Diffusion and its importance to bacteria and archaea
Movement by diffusion is passive and proceeds down the concentration gradient. For compounds to move from the outside to the inside of the cell, the compound must be able to cross the phospholipid bilayer. If the concentration of a substance is lower inside the cell than outside and it has chemical properties that allow it to move across the cell membrane, that compound will energetically tend to move into the cell. While the "real" story is a bit more complex and will be discussed in more detail later, diffusion is one of the mechanisms bacteria and archaea use to aid in the transport of metabolites.
Diffusion can also used to get rid of some waste materials. As waste products accumulate inside the cell, their concentration rises compared to the outside environment and the waste product can leave the cell. Movement within the cell works the same way, compounds will move down their concentration gradient, away from where they are synthesized to places where their concentration is low and therefore may be needed. Since diffusion is a random process - the ability of two different compounds or reactants for chemical reactions to interact becomes a meeting of chance. Therefore, in small confined spaces, random interactions or collisions can occur more frequently than in large spaces.

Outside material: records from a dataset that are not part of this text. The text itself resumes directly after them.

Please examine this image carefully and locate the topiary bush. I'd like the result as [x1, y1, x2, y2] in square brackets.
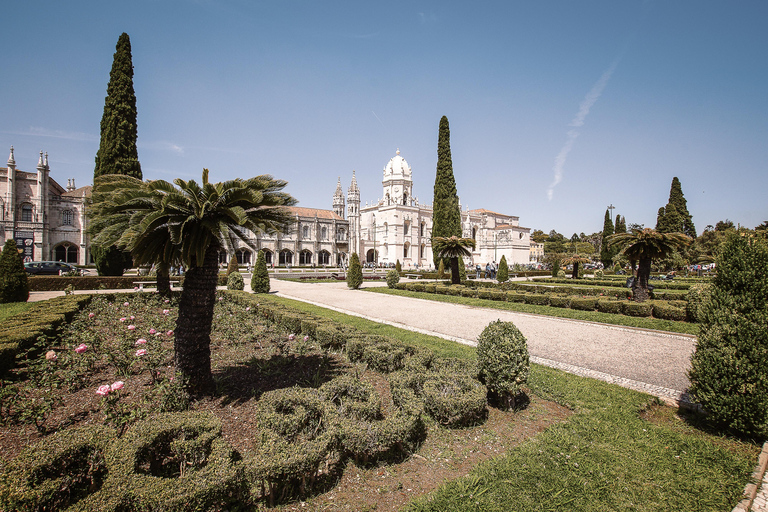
[687, 283, 712, 322]
[0, 238, 29, 304]
[347, 252, 363, 290]
[387, 270, 400, 288]
[0, 426, 115, 511]
[477, 320, 531, 407]
[227, 272, 245, 291]
[688, 234, 768, 440]
[251, 251, 269, 293]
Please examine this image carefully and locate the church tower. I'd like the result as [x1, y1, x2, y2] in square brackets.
[333, 176, 345, 219]
[381, 149, 413, 206]
[347, 171, 362, 260]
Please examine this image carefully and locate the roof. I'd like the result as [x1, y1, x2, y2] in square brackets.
[288, 206, 344, 220]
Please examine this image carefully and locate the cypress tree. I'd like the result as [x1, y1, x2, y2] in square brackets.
[496, 254, 509, 283]
[668, 176, 696, 239]
[251, 251, 269, 293]
[688, 233, 768, 439]
[347, 252, 363, 290]
[91, 32, 142, 276]
[600, 210, 615, 268]
[432, 116, 462, 265]
[93, 32, 142, 179]
[0, 238, 29, 304]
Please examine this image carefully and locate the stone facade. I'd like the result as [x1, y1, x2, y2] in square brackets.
[0, 147, 91, 265]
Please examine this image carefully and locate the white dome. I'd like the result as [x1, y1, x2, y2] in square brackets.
[384, 149, 411, 179]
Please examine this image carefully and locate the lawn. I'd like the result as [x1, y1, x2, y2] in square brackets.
[365, 286, 699, 336]
[0, 293, 759, 511]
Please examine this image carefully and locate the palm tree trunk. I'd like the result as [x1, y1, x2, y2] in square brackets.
[451, 258, 461, 284]
[157, 262, 171, 297]
[632, 258, 651, 302]
[174, 244, 219, 394]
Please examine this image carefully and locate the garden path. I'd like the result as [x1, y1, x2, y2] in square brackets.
[270, 279, 696, 401]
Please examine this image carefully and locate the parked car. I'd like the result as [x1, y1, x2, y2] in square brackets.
[24, 261, 81, 276]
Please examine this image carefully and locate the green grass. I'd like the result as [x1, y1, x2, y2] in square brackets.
[0, 302, 32, 322]
[365, 287, 699, 335]
[270, 296, 760, 512]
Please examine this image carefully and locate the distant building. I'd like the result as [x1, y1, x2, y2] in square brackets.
[0, 148, 531, 268]
[0, 147, 91, 265]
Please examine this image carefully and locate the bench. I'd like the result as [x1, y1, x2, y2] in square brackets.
[133, 279, 179, 290]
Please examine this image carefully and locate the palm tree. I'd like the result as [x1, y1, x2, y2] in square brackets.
[89, 169, 296, 393]
[432, 235, 475, 284]
[607, 228, 691, 302]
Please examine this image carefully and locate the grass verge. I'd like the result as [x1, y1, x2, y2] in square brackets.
[365, 286, 699, 336]
[0, 302, 32, 322]
[271, 296, 760, 512]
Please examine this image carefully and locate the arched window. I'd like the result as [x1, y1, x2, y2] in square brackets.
[21, 204, 32, 222]
[279, 249, 293, 265]
[235, 249, 251, 265]
[54, 243, 77, 263]
[61, 210, 75, 226]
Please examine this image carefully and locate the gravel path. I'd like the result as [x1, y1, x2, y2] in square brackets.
[271, 280, 696, 401]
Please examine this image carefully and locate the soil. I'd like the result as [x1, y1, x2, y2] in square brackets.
[0, 298, 570, 511]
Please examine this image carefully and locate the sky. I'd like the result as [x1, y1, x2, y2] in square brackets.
[0, 0, 768, 237]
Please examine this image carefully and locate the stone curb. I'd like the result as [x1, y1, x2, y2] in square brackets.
[732, 441, 768, 512]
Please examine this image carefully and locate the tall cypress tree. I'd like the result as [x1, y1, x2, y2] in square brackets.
[432, 116, 462, 265]
[668, 176, 696, 239]
[600, 210, 614, 268]
[91, 32, 142, 276]
[93, 32, 142, 179]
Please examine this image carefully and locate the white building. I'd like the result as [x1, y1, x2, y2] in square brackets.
[0, 148, 531, 269]
[0, 147, 91, 265]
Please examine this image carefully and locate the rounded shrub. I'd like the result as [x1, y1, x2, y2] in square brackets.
[227, 271, 245, 290]
[477, 320, 531, 405]
[0, 426, 115, 511]
[688, 234, 768, 439]
[387, 270, 400, 288]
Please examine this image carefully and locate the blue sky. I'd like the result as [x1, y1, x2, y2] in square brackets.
[0, 0, 768, 236]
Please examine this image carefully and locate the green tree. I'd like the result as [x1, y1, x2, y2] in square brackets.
[0, 238, 29, 304]
[667, 176, 696, 238]
[347, 252, 363, 290]
[607, 228, 691, 302]
[91, 32, 142, 276]
[432, 116, 461, 264]
[496, 254, 509, 283]
[432, 236, 475, 284]
[688, 233, 768, 439]
[600, 210, 616, 268]
[251, 251, 269, 293]
[89, 169, 296, 393]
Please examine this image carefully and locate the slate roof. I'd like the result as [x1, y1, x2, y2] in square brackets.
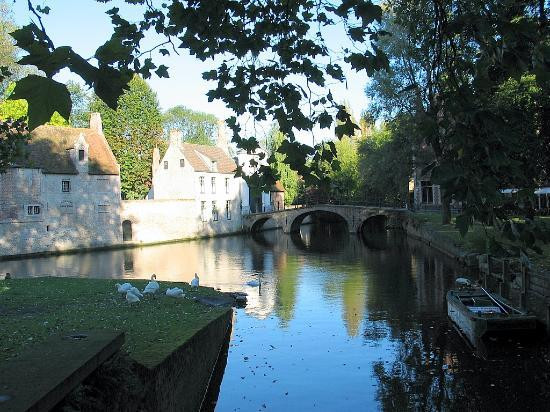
[13, 125, 120, 175]
[269, 180, 285, 192]
[180, 143, 237, 173]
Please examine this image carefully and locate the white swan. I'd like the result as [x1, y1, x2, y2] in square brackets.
[246, 279, 262, 288]
[128, 286, 143, 298]
[115, 282, 132, 293]
[143, 273, 160, 295]
[455, 278, 472, 286]
[191, 273, 199, 288]
[166, 288, 185, 298]
[126, 291, 139, 303]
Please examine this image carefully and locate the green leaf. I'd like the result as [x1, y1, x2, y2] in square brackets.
[155, 64, 170, 78]
[9, 74, 72, 130]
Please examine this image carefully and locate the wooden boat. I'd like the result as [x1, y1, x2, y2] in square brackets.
[447, 288, 537, 347]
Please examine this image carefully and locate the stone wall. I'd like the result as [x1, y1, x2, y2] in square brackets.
[0, 168, 122, 256]
[120, 200, 242, 244]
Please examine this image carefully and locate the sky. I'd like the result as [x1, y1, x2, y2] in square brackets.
[8, 0, 376, 144]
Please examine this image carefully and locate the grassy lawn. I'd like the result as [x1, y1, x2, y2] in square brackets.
[0, 277, 229, 367]
[414, 212, 550, 269]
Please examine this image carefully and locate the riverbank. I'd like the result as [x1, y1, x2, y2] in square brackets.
[0, 277, 232, 410]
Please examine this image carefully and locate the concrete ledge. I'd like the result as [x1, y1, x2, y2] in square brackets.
[0, 331, 124, 411]
[137, 309, 233, 411]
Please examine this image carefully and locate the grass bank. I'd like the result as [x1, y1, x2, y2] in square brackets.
[0, 277, 230, 367]
[413, 212, 550, 270]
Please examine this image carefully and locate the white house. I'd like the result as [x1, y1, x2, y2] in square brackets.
[147, 130, 241, 233]
[0, 113, 121, 255]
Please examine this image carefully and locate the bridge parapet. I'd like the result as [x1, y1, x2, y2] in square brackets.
[243, 204, 406, 233]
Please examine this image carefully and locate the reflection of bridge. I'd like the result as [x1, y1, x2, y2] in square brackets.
[243, 204, 406, 233]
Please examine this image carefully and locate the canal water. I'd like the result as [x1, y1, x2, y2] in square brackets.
[4, 225, 550, 411]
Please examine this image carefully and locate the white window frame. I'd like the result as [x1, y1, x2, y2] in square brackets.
[199, 176, 206, 193]
[212, 200, 219, 222]
[61, 179, 71, 193]
[25, 204, 42, 216]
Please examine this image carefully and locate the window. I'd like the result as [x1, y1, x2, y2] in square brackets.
[225, 200, 231, 220]
[212, 202, 218, 222]
[420, 180, 434, 204]
[97, 205, 110, 213]
[199, 176, 204, 193]
[27, 205, 40, 216]
[201, 200, 207, 222]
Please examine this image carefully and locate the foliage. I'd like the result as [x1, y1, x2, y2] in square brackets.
[368, 0, 550, 254]
[0, 83, 68, 126]
[6, 0, 388, 187]
[266, 125, 300, 205]
[162, 106, 218, 146]
[67, 81, 90, 128]
[90, 76, 166, 199]
[359, 119, 412, 205]
[329, 136, 362, 201]
[0, 120, 29, 173]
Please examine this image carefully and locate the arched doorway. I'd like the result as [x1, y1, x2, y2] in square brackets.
[122, 220, 132, 242]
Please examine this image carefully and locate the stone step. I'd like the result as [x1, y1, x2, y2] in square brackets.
[0, 330, 124, 412]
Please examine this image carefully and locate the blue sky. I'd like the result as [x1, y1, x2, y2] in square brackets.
[8, 0, 376, 143]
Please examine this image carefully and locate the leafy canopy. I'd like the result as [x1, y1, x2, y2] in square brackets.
[162, 106, 218, 146]
[90, 75, 166, 199]
[6, 0, 387, 187]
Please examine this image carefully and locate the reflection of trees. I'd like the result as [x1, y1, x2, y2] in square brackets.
[342, 271, 367, 337]
[275, 253, 302, 327]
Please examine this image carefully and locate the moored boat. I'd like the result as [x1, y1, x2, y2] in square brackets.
[447, 288, 537, 347]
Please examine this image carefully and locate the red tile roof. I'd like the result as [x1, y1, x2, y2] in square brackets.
[14, 125, 120, 175]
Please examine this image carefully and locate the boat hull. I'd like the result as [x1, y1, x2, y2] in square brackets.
[447, 290, 537, 347]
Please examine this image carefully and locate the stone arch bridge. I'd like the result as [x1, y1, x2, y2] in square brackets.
[243, 204, 407, 233]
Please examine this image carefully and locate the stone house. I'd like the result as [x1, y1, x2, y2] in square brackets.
[0, 113, 122, 255]
[147, 130, 241, 235]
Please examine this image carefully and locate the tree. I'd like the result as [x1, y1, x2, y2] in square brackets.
[266, 124, 300, 205]
[162, 106, 218, 146]
[0, 83, 68, 126]
[67, 81, 90, 127]
[90, 75, 166, 199]
[329, 136, 362, 201]
[359, 116, 414, 205]
[6, 0, 387, 187]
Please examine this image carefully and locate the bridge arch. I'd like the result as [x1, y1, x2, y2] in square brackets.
[289, 209, 351, 232]
[250, 216, 272, 232]
[358, 214, 388, 233]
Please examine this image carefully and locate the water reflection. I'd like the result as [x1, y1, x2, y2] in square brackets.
[5, 225, 550, 411]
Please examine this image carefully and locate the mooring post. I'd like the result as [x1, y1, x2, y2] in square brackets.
[483, 255, 493, 289]
[520, 264, 529, 309]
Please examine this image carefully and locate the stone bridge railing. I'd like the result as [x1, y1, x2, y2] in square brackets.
[243, 204, 406, 233]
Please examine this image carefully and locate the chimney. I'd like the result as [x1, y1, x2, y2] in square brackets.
[90, 112, 103, 134]
[151, 147, 160, 178]
[169, 129, 183, 148]
[216, 120, 229, 154]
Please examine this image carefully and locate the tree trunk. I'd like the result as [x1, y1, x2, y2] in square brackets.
[441, 191, 451, 225]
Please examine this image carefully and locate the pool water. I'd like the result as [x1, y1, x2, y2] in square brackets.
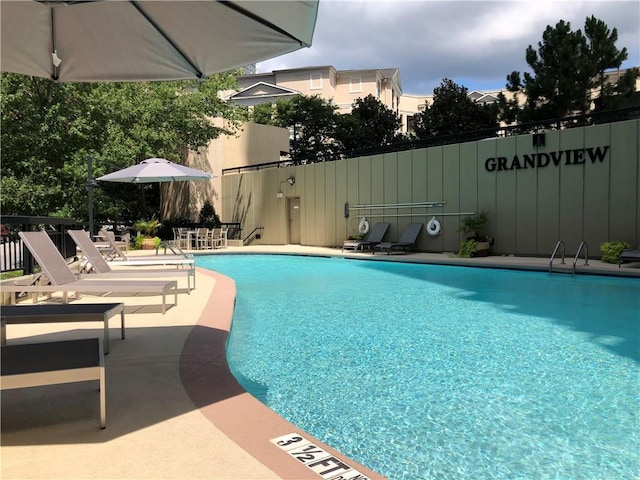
[198, 255, 640, 480]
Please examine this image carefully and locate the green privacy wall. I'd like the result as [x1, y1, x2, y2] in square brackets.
[222, 120, 640, 257]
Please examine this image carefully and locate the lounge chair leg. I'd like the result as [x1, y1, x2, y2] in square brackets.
[100, 364, 105, 430]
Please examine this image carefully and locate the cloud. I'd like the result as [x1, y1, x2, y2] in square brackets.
[258, 0, 640, 95]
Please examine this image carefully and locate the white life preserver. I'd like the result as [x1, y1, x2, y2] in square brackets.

The ability of a compound to diffuse is dependent upon the viscosity of the solvent. For example, it is a lot easier for you to move around in air than in water (think about moving around underwater in a pool). Likewise, it is easier for you to swim in a pool of water than in a pool filled with peanut butter. If you put a drop of food coloring into a glass of water, it quickly diffuses until the entire glass has changed color. Now what do you think would happen if you put that same drop of food coloring into a glass of corn syrup (very viscus and sticky)? It will take a lot longer for the glass of corn syrup to change color.
The relevance of these examples is to note that the cytoplasm tends to be very viscous. It contains many proteins, metabolites, small molecules, etc. and has a viscosity more like corn syrup than water. So, diffusion in cells is slower and more limited than you might have originally expected. Therefore, if cells rely on solely on diffusion to move compounds around what do you think happens to the efficiency of these processes as cells increase in size and their internal volumes get bigger? Is there a potential problem to getting big that is related to the process of diffusion?
So how do cells get bigger?
As you've likely concluded from the discussion above, cells that rely on diffusion to move things around the cell - like bacteria and archaea - size does matter. So how do you suppose Epulopiscium fishelsoni and Thiomargarita namibiensis got so big? Take a look at these links and see what these bacteria look like morphologically and structurally. Epulopiscium fishelsoni and Epulopiscium fishelsoni and Thiomargarita namibiensis.
Based on what we have just discussed, in order for cells to get bigger, that is, for their volume to increase, intracellular transport must somehow become independent of diffusion. One of the great evolutionary leaps was the ability of cells (eukaryotic cells) to transport compounds and material intracellularly independent of diffusion. Compartmentalization also provided a way to localize processes to smaller organelles, which overcame another problem caused by the large size. Compartmentalization and the complex intracellular transport systems have allowed eukaryotic cells to become very large in comparison to the diffusion limited bacterial and archaeal cells. We'll discuss specific solutions to these challenges in the following sections.